Lebanese entrepreneur Mazen Hajjar has founded a microbrewery that exports to 16 countries. It’s called 961, after Lebanon’s international dialing code, and brews a lager, a red ale, a witbier and a porter.
Finally, Advertising Age magazine looked at recent innovations in beer packaging. The gimmicks are cheesy, but according to Harry Schumacher of Beer Business Daily, they “break through the clutter” and get customers to pay attention.
Two famous people associated with Detroit were born on this day: heavyweight boxing champion Joe Louis (born 1914 as Joseph Louis Barrow), the first African American to become a national hero; and singer/songwriter Stevie Wonder (born 1950 as Steveland Hardaway Judkins), whose many honors include an Academy Award and the Rock and Roll Hall of Fame.
And now…The Mash!
We begin in Frederick, Maryland, where it’s Beer Week.
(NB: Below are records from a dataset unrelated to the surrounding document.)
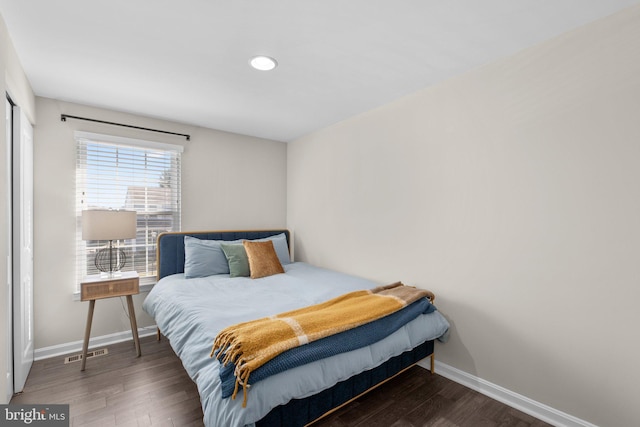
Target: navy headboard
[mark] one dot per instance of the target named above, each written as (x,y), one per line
(170,251)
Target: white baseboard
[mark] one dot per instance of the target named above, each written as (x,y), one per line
(508,397)
(76,346)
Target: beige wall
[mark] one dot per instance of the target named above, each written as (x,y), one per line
(14,82)
(228,182)
(512,192)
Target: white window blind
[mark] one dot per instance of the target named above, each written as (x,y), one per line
(122,173)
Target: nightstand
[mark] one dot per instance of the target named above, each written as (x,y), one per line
(96,287)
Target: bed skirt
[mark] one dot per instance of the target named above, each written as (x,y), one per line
(300,412)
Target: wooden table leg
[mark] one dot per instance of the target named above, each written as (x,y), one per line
(134,324)
(87,333)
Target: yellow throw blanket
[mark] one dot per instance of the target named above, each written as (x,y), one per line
(249,345)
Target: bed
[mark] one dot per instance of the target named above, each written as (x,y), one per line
(190,311)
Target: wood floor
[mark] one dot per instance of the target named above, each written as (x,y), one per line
(120,389)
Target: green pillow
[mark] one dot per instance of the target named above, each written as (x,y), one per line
(237,258)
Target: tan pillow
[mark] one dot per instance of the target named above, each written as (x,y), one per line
(263,260)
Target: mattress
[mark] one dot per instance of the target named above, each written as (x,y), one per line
(191,312)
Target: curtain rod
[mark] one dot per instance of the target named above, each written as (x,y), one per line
(64,117)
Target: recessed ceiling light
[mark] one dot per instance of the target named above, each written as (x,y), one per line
(263,63)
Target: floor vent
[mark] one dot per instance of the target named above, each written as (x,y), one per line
(90,354)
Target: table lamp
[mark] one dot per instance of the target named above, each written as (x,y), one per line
(109,225)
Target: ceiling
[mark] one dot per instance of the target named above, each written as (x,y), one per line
(187,60)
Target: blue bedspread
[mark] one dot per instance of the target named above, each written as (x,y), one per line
(191,313)
(330,346)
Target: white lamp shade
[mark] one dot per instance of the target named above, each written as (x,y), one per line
(108,225)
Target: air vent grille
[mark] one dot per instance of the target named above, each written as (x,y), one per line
(90,354)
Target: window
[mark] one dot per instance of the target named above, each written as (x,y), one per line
(122,173)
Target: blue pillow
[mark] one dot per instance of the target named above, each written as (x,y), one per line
(281,247)
(204,258)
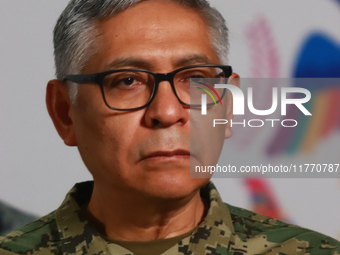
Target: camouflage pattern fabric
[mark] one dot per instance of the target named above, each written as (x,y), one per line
(12,218)
(225,230)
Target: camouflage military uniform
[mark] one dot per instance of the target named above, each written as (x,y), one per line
(225,230)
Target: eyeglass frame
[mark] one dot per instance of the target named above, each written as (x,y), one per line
(98,78)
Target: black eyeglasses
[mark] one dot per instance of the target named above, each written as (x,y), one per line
(134,89)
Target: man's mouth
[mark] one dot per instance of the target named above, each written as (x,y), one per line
(179,153)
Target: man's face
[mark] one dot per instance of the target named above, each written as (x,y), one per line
(145,150)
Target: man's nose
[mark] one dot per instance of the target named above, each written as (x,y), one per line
(165,109)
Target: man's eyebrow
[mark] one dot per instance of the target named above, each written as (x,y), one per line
(131,62)
(192,60)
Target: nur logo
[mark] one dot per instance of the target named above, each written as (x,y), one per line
(204,97)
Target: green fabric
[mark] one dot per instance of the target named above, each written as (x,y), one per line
(224,230)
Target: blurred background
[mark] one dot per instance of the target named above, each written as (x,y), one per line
(268,39)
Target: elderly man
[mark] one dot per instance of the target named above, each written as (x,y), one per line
(122,97)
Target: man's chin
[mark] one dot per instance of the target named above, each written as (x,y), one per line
(174,187)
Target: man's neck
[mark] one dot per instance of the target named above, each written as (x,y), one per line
(141,218)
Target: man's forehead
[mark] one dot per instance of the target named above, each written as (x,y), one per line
(146,64)
(144,37)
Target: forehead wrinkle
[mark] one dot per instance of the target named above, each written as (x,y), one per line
(192,60)
(130,61)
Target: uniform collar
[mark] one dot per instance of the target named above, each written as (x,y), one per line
(79,237)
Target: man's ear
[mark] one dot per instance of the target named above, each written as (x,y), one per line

And, for the first time in 100 years, a beer has been brewed there with locally-grown barley. The beer is Amber Fields Best Bitter, and is on tap at Brewer’s Alley.
The U.S. Army is looking for a brewmaster at Fort Sill in Lawton, Oklahoma. The pay is $22,000 a year and no, you don’t have to go through boot camp to get the job.
Roger Protz, the author of a forthcoming book about Burton ale–a beer even older than Bass–has enlisted the Otley Brewery to brew a modern version of the beverage, which will be released this month.
Would you pair beer and cookies? The owners of South Durham Confection think it’s a classic combination waiting to be discovered.
Attention investors! If it’s liquidity you’re after, Pittsburgh’s East End Brewing Company has a deal for you. Invest $1,000 toward the brewery’s expansion and you’ll get two years worth of pre-paid beer.
If you’ve ever wondered what beers pair best with sliders, Michael Agnew has the answer. Agnew’s a certified Cicerone, so listen up.
Finally, from the Guinness is Good For You Department, we learn that before she goes on stage to sing, Gwyneth Paltrow calms her nerves by downing a pint of Guinness.